No es extraño ese fenómeno porque en el cine ocurre lo mismo que en la vida real: los que estamos acostumbrados a tratar con personas de otras razas no vemos el color de su piel. Es algo que me hace pensar en alguna forma de daltonismo. Paso largas temporadas en el África negra y me cuesta trabajo distinguir los diferentes tonos de la piel de sus habitantes. Sé que allí hay diferentes tonos de piel negra, igual que aquí hay diferentes tonos de piel blanca. Unos son negros como el carbón y otros marrones, pero no sabría decir si mi amigo Egas es más o menos negro que mi amigo Cabá. Si mi amiga Astu es más o menos negra que mi amiga Fatumata. No soy daltónico, sino que cuando los miro veo a Egas, a Cabá, a Astu o a Fatumata. No veo su color, sino su persona.
Otros ven el color antes que a las personas y por eso rechazaban a La Sirenita negra desde mucho antes de que la película empezase a ser rodada. Les ocurre que tienen el color impreso en las retinas. El rechazo es anterior al hecho mismo. Quieren que Ariel, la Ariel de su infancia, siga siendo blanca, pelirroja y con los ojos azules. Les pasa que no aceptan que el mundo cambie, que ya no sea como era antes, todo de un único color. Su problema es que eso ya no es ni va a ser posible. El mundo cambia y el cine con él. Su tragedia es que tienen que no les queda más remedio que quitarse la venda oscura que les cubre los ojos.
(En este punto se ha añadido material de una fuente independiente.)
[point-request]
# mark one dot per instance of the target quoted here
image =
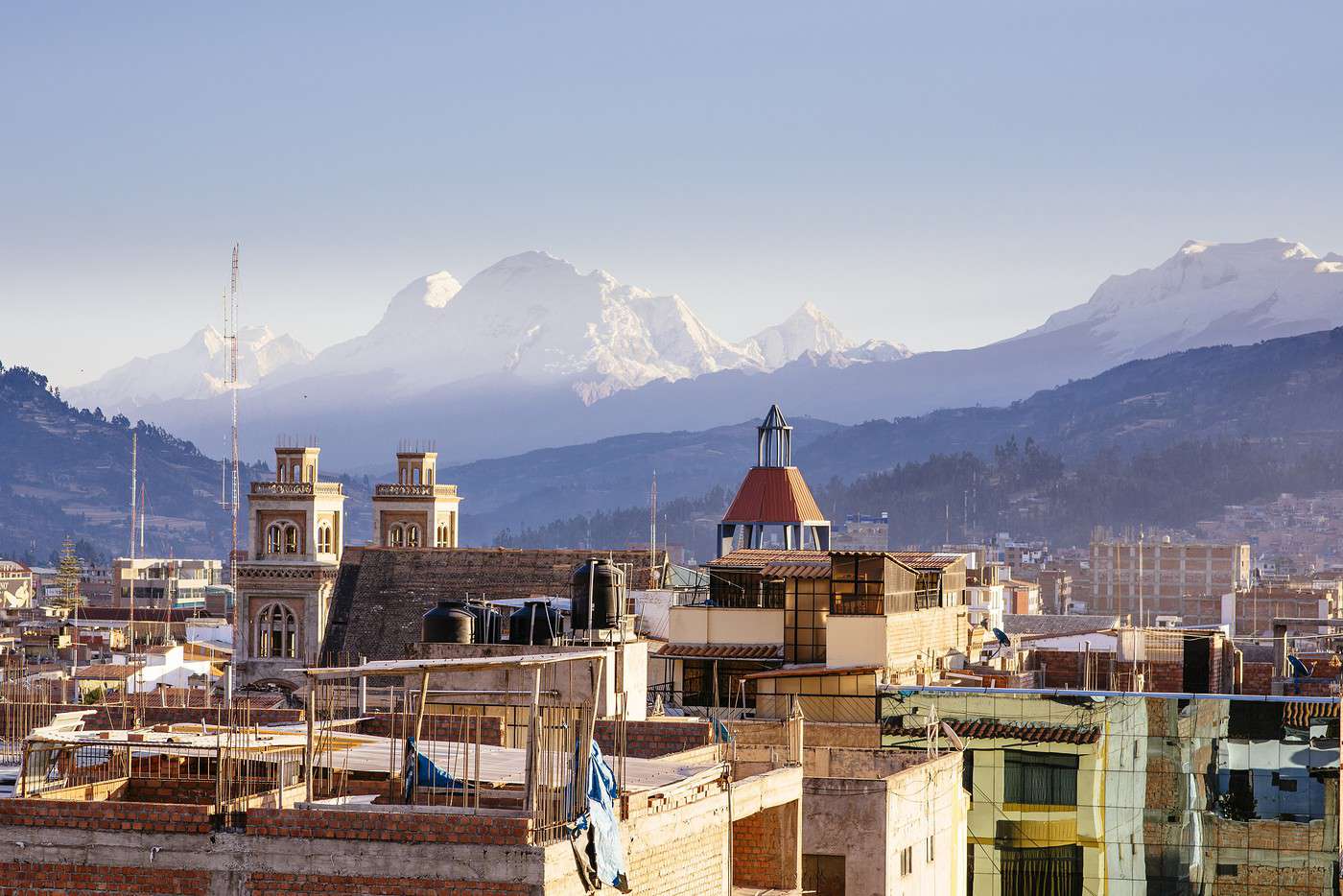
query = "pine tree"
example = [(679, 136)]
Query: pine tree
[(67, 577)]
En eso, como siempre, la principal esperanza son los niños y niñas. No hay más que ver cómo se relacionan con todos sin importarles el color o la nacionalidad de unos u otros. Les emociona La Sirenita por su fuerza y no ven en la pantalla otra cosa que unos personajes que les transmiten sentimientos y sueños. Cuando salen del cine no sabrán decir de qué color era la protagonista de la película que han visto. Pasan muchos días jugando en el recreo blancos con negros sin importarles lo más mínimo su piel. Les importa jugar. Esas cosas importan a los mayores. Especialmente a los mayores que llevan en las retinas impreso el color de sus preferencias.